Like the past few years, this year also we gather in the shadow of profound challenges. We live in a world where decisions are delegated to algorithms, productivity is measured by robotic precision, and global economies are increasingly depending on automation rather than the dignity of human labour. Artificial Intelligence promises efficiency, yet it often deepens inequality. Global communities, particularly in the Global South, experience this technological transformation not as liberation but unfortunately as displacement and replacement. Workers are being told they are surplus. Migrants are labelled unnecessary. The elderly, disabled, unemployed, and economically marginalised are rendered useless in systems that privilege profit over people.

Human beings are at risk of becoming data points, replaceable labour units, and disposable components within the rapidly increasing technocratic structures. This is the new face of dehumanisation. And it is precisely into such a world that Christmas speaks with clear message with boldness and hope: we will never give up being human.

John 1:14 proclaims that “The Word became flesh and lived among us” and Luke 2:10-11 announces us that the news about Saviour’s birth is for all people, “I bring you good news of great joy for all people”.

Christmas is a reminder about God’s Eternal Affirmation of Human Worth

Jesus’ birth as a human child is God’s decisive declaration that every human life matters. Christ did not come as an idea or a disembodied spiritual force, but as a vulnerable child. God’s glory was not revealed in palaces or high places, but in a humble manger where there was “no room.”

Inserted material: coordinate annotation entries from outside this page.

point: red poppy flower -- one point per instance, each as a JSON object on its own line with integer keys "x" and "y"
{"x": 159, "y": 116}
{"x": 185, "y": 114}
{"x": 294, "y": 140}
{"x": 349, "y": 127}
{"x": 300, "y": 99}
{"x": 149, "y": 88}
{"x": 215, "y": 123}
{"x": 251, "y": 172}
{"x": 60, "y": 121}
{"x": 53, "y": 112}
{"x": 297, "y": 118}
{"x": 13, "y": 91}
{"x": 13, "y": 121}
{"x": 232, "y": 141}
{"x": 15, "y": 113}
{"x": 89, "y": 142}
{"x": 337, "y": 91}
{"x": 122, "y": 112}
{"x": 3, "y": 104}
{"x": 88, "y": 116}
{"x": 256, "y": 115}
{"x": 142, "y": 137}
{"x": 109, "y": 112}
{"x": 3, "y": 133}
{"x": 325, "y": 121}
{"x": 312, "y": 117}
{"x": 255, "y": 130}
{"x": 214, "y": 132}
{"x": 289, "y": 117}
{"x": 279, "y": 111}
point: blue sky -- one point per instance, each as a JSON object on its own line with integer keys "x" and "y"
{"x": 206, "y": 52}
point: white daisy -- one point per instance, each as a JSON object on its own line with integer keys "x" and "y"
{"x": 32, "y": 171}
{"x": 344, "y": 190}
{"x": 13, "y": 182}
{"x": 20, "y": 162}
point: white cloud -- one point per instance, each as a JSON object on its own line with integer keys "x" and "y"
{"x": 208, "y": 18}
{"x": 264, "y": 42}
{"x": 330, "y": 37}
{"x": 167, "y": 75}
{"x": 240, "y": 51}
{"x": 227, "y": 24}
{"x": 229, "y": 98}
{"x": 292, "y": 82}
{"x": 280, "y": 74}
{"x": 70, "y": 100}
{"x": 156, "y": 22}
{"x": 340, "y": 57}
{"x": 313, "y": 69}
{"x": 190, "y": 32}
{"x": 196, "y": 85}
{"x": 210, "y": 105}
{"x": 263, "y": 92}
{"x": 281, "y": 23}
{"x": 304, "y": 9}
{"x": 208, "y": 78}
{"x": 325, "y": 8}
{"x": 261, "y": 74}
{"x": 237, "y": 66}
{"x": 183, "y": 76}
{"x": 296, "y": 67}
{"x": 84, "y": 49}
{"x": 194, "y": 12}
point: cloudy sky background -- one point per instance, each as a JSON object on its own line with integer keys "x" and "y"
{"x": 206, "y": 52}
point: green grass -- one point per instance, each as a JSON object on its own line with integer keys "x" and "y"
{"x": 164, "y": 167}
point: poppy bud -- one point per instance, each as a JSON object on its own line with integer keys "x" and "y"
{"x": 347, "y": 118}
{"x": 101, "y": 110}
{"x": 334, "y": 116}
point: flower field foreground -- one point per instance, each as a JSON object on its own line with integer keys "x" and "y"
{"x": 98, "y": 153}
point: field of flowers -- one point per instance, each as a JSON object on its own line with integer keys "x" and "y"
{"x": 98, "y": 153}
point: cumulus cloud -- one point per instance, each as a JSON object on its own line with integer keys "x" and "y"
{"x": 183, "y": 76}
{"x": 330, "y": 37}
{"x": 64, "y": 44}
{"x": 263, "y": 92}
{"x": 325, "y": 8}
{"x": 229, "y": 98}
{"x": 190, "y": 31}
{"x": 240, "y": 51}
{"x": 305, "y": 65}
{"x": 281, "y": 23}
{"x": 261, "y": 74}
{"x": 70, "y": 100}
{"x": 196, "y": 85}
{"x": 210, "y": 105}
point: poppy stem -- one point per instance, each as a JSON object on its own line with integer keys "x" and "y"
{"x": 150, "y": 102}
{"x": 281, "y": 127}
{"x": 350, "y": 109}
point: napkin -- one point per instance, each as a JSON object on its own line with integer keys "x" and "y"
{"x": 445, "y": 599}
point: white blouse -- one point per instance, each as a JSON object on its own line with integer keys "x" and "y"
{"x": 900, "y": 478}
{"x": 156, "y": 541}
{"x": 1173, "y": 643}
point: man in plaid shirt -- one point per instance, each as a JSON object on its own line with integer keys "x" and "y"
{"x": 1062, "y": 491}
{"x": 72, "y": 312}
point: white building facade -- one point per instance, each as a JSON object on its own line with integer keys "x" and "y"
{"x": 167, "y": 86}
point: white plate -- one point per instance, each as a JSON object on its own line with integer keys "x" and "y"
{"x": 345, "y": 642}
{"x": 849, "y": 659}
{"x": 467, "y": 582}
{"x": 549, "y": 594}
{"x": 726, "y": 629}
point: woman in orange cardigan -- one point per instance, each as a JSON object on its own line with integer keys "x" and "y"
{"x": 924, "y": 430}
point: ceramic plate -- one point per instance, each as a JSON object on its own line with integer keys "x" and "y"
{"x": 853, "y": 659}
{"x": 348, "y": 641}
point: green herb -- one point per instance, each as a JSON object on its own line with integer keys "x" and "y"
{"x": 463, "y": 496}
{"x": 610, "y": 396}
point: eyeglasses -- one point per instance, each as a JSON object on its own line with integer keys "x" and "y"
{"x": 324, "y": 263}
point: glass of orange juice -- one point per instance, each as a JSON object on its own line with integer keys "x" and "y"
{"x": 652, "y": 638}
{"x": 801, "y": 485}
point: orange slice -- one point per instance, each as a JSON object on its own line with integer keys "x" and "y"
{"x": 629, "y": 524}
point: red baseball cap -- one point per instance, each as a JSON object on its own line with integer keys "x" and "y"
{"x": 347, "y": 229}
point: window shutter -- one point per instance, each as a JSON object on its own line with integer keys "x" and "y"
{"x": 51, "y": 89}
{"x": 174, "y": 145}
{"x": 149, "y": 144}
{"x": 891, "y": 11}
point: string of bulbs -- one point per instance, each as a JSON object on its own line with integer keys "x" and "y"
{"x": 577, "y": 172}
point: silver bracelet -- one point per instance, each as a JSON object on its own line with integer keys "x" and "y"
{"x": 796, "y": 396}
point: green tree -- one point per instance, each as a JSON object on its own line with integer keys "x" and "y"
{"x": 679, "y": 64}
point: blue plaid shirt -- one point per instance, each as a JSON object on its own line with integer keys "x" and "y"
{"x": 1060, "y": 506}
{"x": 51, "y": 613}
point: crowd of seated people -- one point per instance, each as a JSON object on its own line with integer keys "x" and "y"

Christ’s kenotic birth dignifies the poor, the excluded, and all who are pushed aside by systems that glorify power and efficiency. It dismantles every hierarchy that deems some lives essential and others surplus or expendable. Every human being bears the Imago Dei. Every life carries intrinsic worth. No one is surplus. No one is disposable.

Christmas Calls us to Resist Technocratic Dehumanisation

As economies rapidly automate and AI reshapes the nature of work, it becomes tempting for societies to treat people as obstacles to efficiency. Yet to be truly human is not to produce; it is to relate, to love, to imagine, to dream, to grieve, to create, and to hope.

Our dignity is not measured by usefulness. It is grounded in God’s creative love. Christmas calls us to stand with communities whose dignity is threatened by the idols of market, machine, militarism, and meritocracy.

Christmas Calls the Humanity and Creation as One Family

In an increasingly polarised world, Christmas invites us back to the truth that humanity is one family. At the manger, every boundary dissolves. Shepherds and angels, poor and rich, human and divine, creation and Creator, all converge in a shared celebration of life.

The manger becomes the meeting place of heaven and earth, power and poverty, insiders and outsiders. The dividing lines of race, class, caste, nation, gender, and status crumble before the Christ-child.

  • At the manger, the shepherds, who are labourers on the lowest circle of society, stand side by side with angels.
  • At the manger, the poor share space with the hopes of the whole world.
  • At the manger, human beings kneel beside the God who became human.
  • At the manger, Creation offers its straw, its warmth, and its night sky to cradle the newborn Messiah.

The manger gathers us into a single human family. It reminds us that before we are citizens of nations, members of communities, or participants in economies, we are humans, we belong to one another, and we belong to God.

As Archbishop Desmond Tutu often said, “My humanity is bound up in yours, for we can only be human together.” Christmas makes this truth visible, tangible, and undeniable.

Celebrating Christmas is to join God’s work of renewing life in all its fullness, here and now.

Therefore, as we stand before the manger in 2025, let us proclaim with courage and conviction:

We Remain Human Together
We will never give up being human.
We will never surrender our God-given dignity.
We will never allow technological or economic systems to define human worth.

May Emmanuel renew our hope and deepen our commitment to life-giving mission in our world.

A blessed Christmas from the CWM to you all!